Foreign Investors Focus on US Apartments, Industrial Asset Classes

Globally, sales of commercial real estate hit $1.3 trillion last year.

Cross border investment in US properties has skyrocketed against the backdrop of record-high sales of commercial real estate globally. 

Overseas investors focused primarily on the apartment and industrial sectors in 2021 and total cross-border deal volume hit nearly $71 billion, nearly double 2020 levels, according to Real Capital Analytics. Cross-border deals accounted for 8.5% of total US property acquisitions and are officially back to pre-pandemic levels.

Globally, sales of commercial real estate hit $1.3 trillion last year, with the US, Asia Pacific and Europe all posting record trading volume.

“While the cross-border share of total investment has stayed about constant, the placement of the capital has changed,” RCA notes in the latest US Cross-Border Investment Compendium. The chief targets/? Industrial, which accounted for 34% of cross-border capital, and apartments, which totaled 30%. 

Total sales of income-producing property in the Americas in 2021 were double 2020 levels, thanks to a big leap in US apartment trading.  That’s leading to big pricing upticks in hot asset classes, Aaron Jodka, director of research US capital markets at Colliers, told GlobeSt.com in an earlier interview.

“We’ve never seen faster price appreciation here in the US as we have in recent quarters,” Jodka said. “And we’re really seeing that concentrate in industrial, multifamily, and select office, with life science adding in there as well. What happens is you see investors migrating capital to different locations and different assets in order to chase yield and find returns.”

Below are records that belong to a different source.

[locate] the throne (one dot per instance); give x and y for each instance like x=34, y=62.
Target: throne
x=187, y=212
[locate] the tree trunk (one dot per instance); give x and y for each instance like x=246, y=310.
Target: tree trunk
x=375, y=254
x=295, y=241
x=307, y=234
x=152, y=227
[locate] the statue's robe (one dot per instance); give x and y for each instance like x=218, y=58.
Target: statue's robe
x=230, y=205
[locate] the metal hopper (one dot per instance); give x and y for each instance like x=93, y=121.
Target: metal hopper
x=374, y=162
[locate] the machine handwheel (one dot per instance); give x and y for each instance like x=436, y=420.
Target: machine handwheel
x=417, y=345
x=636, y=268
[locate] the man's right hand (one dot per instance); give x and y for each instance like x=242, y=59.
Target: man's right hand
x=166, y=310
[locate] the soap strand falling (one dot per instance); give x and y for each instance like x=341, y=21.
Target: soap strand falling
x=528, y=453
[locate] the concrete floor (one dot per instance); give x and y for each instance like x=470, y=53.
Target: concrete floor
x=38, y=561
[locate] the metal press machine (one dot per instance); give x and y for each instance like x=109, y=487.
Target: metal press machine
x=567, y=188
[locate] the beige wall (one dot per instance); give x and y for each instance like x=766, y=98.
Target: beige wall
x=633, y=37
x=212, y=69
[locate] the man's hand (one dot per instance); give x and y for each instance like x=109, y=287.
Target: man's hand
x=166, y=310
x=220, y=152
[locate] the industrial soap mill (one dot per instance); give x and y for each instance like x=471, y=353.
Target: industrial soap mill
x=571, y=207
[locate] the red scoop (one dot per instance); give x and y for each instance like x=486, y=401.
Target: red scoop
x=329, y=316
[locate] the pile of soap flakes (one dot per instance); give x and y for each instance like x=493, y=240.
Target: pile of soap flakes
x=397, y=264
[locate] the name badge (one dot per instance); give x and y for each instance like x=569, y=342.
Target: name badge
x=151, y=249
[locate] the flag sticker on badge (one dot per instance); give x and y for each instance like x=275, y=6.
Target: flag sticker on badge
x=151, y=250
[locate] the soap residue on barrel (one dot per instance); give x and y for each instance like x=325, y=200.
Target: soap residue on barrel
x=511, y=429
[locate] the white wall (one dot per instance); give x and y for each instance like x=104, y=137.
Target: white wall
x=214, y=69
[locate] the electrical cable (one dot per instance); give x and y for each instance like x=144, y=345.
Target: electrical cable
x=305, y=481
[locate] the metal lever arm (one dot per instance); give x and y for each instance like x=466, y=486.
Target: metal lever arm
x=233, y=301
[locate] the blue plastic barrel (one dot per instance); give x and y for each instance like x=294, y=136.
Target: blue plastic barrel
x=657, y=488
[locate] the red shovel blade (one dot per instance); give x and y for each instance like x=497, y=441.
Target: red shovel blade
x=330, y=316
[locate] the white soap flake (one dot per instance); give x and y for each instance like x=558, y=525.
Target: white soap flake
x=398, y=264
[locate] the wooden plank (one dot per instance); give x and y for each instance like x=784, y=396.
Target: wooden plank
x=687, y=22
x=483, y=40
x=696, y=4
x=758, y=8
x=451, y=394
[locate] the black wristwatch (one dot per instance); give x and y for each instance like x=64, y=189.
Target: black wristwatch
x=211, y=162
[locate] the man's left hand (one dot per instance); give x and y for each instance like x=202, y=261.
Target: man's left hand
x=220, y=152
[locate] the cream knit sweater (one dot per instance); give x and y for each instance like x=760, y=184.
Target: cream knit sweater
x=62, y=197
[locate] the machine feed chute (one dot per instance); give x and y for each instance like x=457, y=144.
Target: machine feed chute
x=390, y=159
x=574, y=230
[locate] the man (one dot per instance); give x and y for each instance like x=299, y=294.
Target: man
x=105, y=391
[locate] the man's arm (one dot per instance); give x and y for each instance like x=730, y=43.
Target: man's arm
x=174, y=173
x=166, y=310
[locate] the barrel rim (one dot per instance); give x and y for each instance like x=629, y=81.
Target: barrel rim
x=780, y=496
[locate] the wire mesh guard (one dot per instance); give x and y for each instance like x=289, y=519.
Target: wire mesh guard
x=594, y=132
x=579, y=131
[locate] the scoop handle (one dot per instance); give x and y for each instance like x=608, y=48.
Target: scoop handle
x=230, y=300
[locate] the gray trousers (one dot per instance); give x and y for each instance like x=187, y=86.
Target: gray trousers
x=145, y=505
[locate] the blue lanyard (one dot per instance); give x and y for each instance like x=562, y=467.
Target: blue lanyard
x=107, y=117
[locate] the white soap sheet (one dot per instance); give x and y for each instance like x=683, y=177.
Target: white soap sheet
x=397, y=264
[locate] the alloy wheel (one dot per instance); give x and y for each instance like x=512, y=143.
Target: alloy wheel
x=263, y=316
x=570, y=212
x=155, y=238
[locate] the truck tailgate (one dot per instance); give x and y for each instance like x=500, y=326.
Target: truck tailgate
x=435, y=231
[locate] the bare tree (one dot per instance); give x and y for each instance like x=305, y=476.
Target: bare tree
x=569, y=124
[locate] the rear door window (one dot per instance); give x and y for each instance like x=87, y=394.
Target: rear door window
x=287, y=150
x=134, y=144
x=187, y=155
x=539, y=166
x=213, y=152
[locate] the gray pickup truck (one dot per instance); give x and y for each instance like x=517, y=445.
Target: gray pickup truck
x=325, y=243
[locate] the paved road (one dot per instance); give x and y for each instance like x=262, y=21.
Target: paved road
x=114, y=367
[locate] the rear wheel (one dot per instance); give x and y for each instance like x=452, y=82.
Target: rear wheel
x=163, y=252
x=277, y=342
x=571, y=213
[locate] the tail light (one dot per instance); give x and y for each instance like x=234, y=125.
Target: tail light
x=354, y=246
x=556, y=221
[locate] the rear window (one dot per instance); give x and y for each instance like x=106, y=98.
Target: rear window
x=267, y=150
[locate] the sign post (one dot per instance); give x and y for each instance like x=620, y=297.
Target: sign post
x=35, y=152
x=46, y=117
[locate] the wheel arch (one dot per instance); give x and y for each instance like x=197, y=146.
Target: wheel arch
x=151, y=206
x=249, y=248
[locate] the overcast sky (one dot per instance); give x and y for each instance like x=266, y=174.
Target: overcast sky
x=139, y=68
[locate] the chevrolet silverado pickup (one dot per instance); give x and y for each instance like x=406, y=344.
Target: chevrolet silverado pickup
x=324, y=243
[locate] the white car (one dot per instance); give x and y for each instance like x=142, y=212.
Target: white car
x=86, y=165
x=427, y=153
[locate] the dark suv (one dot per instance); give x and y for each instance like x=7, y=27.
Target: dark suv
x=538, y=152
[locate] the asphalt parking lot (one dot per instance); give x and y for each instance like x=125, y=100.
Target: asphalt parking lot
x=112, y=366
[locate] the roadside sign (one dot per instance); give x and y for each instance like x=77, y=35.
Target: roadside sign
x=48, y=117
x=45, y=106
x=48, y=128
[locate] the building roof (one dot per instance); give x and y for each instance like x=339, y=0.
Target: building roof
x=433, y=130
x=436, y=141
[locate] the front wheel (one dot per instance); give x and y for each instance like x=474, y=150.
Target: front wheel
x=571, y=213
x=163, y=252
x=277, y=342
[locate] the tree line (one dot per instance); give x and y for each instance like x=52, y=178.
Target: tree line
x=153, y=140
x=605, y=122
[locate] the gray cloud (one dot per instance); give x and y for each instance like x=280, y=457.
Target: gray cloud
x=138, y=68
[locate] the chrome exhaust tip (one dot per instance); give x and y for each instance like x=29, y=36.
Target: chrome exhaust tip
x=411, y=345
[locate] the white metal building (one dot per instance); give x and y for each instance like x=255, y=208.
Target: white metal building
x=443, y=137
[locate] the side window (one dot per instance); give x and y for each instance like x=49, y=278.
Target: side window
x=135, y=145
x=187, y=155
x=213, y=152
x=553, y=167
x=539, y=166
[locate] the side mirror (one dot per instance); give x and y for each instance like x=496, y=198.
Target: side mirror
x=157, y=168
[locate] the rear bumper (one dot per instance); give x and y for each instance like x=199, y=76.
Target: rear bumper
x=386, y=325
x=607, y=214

And the focus on those asset classes also gave cross-border investors “deeper exposure to the non-major markets of the US,” according to RCA. The numbers bear that out: in 2021, just 38% of cross-border capital focused on the six biggest US metros. Manhattan fell to the #3 spot, behind Boston and Atlanta.

Meanwhile, the CBD office market – traditionally viewed as an overseas investor favorite – comprised just 14% of the 2021 total.